Harley Street is owned by the de Walden family and managed by the Howard de Walden Estate.  In 1711 the grid of streets around Harley Street, known as The Estate, was passed to Henrietta Cavendish Holles (the Duke of Newcastle's daughter) who married Edward Harley (the 2nd Earl of Oxford).  Between 1715 and 1720, Edward, with the assistance of architect John Prince, decided to develop the streets around Cavendish Square for residential purposes naming many of the streets after members of the family.  When Edward died the Estate passed to his daughter, Margaret Cavendish Harley who married the second Duke of Portland, and the area became known as The Portland Estate.

The Dukes of Portland had ownership for five generations until the fifth Duke died without issue in 1879 and the land passed to Lucy Joan Bentinck, widow of the 6th Baron Howard de Walden and thus it became the Howard de Walden Estate.

By 1860 many doctors had moved into Harley Street, choosing the area because of the quality housing, the central location as well as the accessibility to major train stations such as Kings Cross St Pancras and Marylebone.  As more and more doctors moved to the area they invited colleagues to work with them from their prestigious homes and Harley Street began to thrive as a medical centre, especially after the Medical Society of London opened in Chandos Street in 1873 then the Royal Society of Medicine in Wimpole Street in 1912.
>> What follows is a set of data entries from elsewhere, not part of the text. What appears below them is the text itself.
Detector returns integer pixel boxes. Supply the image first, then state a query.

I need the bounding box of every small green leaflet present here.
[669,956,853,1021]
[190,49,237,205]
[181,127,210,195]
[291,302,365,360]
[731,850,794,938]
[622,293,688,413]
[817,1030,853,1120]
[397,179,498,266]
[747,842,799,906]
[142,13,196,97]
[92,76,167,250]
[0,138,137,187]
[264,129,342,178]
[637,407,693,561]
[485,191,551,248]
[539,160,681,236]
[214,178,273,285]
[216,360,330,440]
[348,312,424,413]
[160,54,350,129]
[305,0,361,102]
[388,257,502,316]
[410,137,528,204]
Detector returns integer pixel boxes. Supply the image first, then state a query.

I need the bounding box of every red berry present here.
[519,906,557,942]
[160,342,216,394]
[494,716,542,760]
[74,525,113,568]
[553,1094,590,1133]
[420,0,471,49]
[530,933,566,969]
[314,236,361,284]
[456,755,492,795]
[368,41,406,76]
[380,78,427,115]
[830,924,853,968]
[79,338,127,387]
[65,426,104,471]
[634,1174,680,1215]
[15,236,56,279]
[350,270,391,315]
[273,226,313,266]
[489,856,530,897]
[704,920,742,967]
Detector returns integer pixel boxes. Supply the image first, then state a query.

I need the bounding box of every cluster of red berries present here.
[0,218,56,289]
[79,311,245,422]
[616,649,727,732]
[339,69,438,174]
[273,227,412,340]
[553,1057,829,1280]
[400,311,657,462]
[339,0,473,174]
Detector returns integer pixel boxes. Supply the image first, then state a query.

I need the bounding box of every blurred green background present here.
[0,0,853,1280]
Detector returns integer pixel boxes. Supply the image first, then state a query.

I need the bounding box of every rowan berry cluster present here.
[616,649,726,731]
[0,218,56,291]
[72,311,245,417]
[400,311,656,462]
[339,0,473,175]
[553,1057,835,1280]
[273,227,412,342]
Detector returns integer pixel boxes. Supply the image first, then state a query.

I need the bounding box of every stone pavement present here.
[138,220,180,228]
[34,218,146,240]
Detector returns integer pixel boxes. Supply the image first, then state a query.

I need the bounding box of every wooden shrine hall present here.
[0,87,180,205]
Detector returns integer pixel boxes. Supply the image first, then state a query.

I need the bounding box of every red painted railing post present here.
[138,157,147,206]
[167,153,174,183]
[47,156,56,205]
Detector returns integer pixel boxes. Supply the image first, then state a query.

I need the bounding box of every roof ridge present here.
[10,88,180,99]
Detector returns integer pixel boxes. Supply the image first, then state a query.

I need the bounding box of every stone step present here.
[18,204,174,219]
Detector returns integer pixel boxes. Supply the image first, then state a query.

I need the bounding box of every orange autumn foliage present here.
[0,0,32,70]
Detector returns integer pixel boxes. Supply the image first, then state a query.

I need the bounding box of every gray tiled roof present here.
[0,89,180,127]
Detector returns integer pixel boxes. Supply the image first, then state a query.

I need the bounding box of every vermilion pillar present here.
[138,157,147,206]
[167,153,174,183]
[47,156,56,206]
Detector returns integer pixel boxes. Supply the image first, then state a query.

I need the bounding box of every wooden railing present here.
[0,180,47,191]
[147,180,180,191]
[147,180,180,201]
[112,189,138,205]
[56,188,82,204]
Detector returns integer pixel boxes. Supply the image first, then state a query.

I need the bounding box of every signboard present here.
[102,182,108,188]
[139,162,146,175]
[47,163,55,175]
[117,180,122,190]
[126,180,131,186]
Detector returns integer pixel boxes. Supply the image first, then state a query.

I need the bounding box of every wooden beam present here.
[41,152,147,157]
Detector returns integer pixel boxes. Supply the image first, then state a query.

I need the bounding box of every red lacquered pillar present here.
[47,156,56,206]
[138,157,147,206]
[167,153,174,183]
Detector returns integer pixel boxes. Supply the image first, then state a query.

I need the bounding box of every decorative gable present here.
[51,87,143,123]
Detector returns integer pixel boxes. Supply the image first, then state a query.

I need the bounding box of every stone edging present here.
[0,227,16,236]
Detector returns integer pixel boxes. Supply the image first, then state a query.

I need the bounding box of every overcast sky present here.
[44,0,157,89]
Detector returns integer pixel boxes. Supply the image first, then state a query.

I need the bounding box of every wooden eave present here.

Since the nineteenth century the number of doctors, hospitals and medical organisations in and around Harley Street has greatly increased.  Records show that there were around 20 doctors in 1860, 80 by 1900 and almost 200 by 1914.  When the National Health Service was established in 1948 there were around 1,500.

Among the many famous and talented doctors to have practiced in Harley Street over the years was the great British surgeon and polymath Sir Henry Thompson in the 1870s who specialised in surgery of the genito-urinary tract and was appointed surgeon-extraordinaire to the King of Brussels, and Doctor Edward Bach who practiced from Harley Street in the 1920s as a specialist in vaccines and bacteriology before moving to the London Homeopathic Hospital then developing the Bach Flower Remedies.

Today there are over 3,000 people employed in the Harley Street area and the private clinics are modern, comfortable and welcoming; a far cry from the original days when Harley Street doctors arranged their own appointments and dealt with correspondence by letter in candle light and resided in the house itself.  Today, as you would expect, practices are run by highly qualified, competent and professional medical and auxiliary staff using state of the art technology and equipment.